Tritt der Inhaber eines Riester-Vertrages in den Ruhestand ein und sind die zur Immobilienfinanzierung entnommenen Vertragsguthaben nicht wieder zurückbezahlt worden, wird der auf dem fiktiven Wohnförderkonto verzeichnete Betrag dem zu versteuernden Einkommen hinzugerechnet. Dabei kann zwischen einer einmaligen und einer jährlichen Besteuerung gewählt werden. Wird direkt bei Rentenbeginn das gesamte Vertragsguthaben einmalig dem Einkommen hinzugerechnet, gewährt der Fiskus einen Rabatt von 30 Prozent.

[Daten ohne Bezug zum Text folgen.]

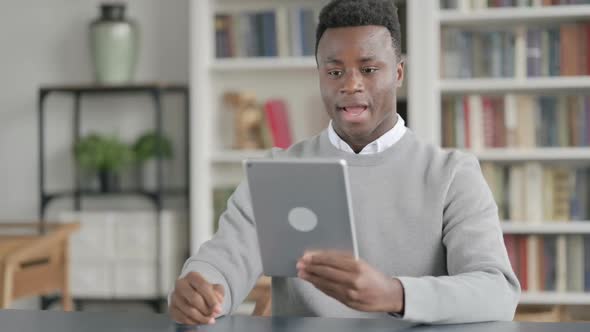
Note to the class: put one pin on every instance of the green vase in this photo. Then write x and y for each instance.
(114, 42)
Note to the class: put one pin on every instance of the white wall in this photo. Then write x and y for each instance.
(45, 42)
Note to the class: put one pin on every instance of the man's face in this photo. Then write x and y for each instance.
(359, 74)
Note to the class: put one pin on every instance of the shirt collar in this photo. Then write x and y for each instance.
(382, 143)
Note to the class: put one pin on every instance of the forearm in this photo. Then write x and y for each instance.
(469, 297)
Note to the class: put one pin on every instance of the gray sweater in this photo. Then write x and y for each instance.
(423, 215)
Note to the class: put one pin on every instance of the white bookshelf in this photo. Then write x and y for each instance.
(516, 16)
(524, 85)
(250, 64)
(546, 227)
(214, 163)
(554, 298)
(427, 88)
(236, 156)
(539, 154)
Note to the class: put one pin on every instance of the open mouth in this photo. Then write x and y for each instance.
(354, 110)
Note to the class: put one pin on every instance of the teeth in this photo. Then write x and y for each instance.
(356, 110)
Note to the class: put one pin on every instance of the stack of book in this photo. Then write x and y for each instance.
(535, 193)
(553, 51)
(467, 5)
(518, 121)
(279, 32)
(550, 263)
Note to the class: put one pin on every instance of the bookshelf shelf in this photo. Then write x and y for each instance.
(555, 298)
(548, 227)
(436, 59)
(236, 156)
(513, 85)
(537, 154)
(269, 63)
(503, 16)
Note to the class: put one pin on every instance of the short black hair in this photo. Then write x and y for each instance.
(352, 13)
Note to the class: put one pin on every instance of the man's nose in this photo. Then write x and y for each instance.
(353, 83)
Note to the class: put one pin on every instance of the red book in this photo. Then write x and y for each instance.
(489, 123)
(522, 262)
(278, 122)
(467, 122)
(510, 243)
(500, 123)
(587, 26)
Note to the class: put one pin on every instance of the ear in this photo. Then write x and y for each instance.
(399, 71)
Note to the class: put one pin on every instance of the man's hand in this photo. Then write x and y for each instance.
(352, 282)
(195, 301)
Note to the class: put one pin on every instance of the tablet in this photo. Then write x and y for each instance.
(299, 205)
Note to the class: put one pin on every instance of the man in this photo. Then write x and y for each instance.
(428, 232)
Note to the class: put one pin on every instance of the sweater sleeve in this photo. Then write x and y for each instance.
(480, 285)
(232, 257)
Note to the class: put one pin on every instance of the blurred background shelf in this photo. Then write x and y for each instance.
(546, 227)
(533, 154)
(270, 63)
(511, 15)
(514, 85)
(236, 156)
(555, 298)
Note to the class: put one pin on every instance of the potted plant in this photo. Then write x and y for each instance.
(147, 148)
(105, 157)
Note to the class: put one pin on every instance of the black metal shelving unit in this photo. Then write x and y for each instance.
(155, 91)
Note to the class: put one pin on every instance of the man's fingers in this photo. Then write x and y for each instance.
(181, 318)
(326, 286)
(335, 259)
(205, 289)
(193, 315)
(330, 273)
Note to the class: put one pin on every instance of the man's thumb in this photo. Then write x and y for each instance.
(219, 291)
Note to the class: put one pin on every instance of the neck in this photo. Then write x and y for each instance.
(357, 144)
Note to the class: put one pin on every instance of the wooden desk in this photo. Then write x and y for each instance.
(34, 264)
(56, 321)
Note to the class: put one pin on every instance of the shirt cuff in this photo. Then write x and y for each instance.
(213, 276)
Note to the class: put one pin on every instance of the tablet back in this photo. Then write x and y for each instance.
(299, 205)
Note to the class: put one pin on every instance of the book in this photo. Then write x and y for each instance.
(278, 121)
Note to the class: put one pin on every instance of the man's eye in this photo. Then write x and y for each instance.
(369, 70)
(335, 73)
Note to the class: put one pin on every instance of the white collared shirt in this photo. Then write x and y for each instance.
(380, 144)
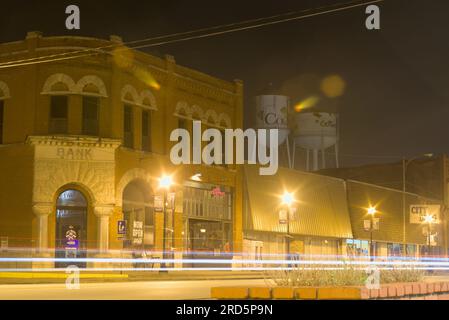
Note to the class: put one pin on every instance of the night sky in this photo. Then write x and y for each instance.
(397, 79)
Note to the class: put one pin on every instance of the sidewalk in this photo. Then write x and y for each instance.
(90, 276)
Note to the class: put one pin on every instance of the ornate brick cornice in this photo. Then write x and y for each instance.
(69, 141)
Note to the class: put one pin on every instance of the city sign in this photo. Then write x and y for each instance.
(418, 212)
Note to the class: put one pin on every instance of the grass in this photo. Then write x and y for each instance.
(347, 275)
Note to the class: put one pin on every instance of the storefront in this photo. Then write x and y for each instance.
(318, 221)
(207, 219)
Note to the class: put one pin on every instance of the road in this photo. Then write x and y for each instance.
(150, 290)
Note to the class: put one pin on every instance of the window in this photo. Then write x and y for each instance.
(182, 123)
(211, 203)
(128, 127)
(58, 114)
(1, 121)
(90, 116)
(146, 130)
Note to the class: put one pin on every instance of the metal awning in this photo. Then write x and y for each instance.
(321, 203)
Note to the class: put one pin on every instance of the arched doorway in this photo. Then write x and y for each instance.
(71, 227)
(139, 216)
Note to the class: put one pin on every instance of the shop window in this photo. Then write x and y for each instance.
(146, 130)
(139, 216)
(1, 120)
(202, 202)
(90, 116)
(58, 114)
(128, 127)
(182, 123)
(394, 250)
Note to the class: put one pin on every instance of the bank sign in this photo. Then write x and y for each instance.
(418, 212)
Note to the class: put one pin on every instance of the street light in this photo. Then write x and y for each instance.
(287, 201)
(165, 182)
(429, 220)
(405, 164)
(371, 212)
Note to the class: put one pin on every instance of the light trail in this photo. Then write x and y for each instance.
(412, 263)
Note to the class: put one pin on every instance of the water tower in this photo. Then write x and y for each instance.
(315, 132)
(271, 113)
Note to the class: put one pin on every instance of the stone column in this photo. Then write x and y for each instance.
(42, 211)
(103, 214)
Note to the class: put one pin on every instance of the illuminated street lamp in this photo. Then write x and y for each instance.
(287, 201)
(429, 219)
(371, 212)
(165, 183)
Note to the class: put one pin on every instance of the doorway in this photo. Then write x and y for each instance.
(71, 228)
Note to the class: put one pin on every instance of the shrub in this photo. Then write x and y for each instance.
(338, 275)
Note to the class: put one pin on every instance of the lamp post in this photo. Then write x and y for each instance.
(429, 220)
(287, 201)
(405, 164)
(165, 182)
(371, 212)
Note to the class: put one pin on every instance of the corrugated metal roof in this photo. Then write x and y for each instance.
(321, 203)
(388, 203)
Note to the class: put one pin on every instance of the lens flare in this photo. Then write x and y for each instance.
(306, 104)
(333, 86)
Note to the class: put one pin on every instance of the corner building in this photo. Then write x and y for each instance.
(84, 140)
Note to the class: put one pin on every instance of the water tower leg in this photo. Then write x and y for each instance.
(337, 163)
(323, 155)
(315, 160)
(308, 160)
(288, 153)
(294, 155)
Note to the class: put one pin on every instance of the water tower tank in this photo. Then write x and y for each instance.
(271, 113)
(316, 132)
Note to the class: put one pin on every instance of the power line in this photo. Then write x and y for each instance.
(191, 35)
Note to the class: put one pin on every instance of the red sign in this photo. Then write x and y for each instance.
(216, 192)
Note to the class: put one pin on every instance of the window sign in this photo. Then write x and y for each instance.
(418, 212)
(158, 203)
(282, 216)
(121, 228)
(137, 232)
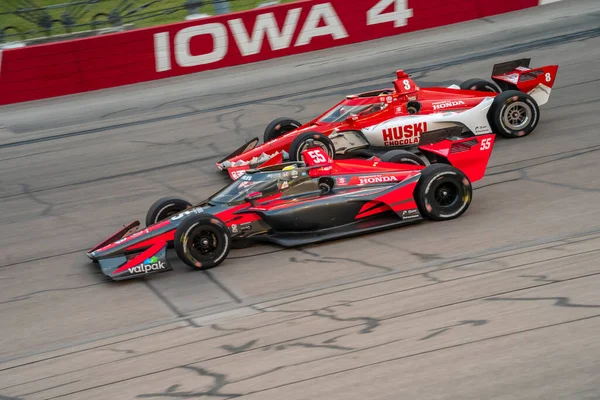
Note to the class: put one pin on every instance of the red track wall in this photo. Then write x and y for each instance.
(81, 65)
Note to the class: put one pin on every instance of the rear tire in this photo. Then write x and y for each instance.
(302, 142)
(514, 114)
(279, 127)
(443, 192)
(402, 157)
(480, 85)
(165, 207)
(202, 241)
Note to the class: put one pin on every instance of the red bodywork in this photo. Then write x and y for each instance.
(397, 99)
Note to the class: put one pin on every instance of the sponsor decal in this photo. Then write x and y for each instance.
(237, 174)
(445, 104)
(186, 213)
(376, 179)
(410, 214)
(133, 235)
(403, 135)
(150, 265)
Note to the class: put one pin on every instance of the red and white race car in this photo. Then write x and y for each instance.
(389, 123)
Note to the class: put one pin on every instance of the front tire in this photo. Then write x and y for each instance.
(303, 142)
(202, 241)
(443, 192)
(514, 114)
(279, 127)
(164, 208)
(402, 157)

Wird die jährliche Besteuerung ausgewählt, wird das Wohnförderguthaben gleichmäßig auf alle Vertragsjahre bis zum 85. Lebensjahr aufgeteilt und jährlich dem zu versteuernden Einkommen hinzugerechnet.

Wer eine Riester-geförderte Immobilie vermietet, muss nicht um die Zulagen und die Steuervorteile bangen. Der Gesetzgeber verlangt lediglich, dass der Vertragsinhaber die Immobilie mit Vollendung des 67. Lebensjahres wieder selbst bewohnt. Bei einer Veräußerung allerdings müssen die erhaltenen Zulagen sowie die steuerlichen Vorteile, die durch die Geltendmachung der Einzahlungen im Rahmen des Sonderausgabenabzugs erzielt wurden, zurückerstattet werden. Die einzige Möglichkeit der Rückzahlung zu entgehen ist die Wiederanlage der Fördersumme in einem neuen Riester-Vertrag binnen eines Jahres bzw. der Erwerb einer neuen Immobilie binnen vier Jahren.

Als Immobilienerwerb zählt dabei auch der Kauf eines Wohnrechtes, beispielsweise in einem Seniorenstift. Rentner können also bei Bedarf ihre Immobilie veräußern und sich ein Wohnrecht kaufen.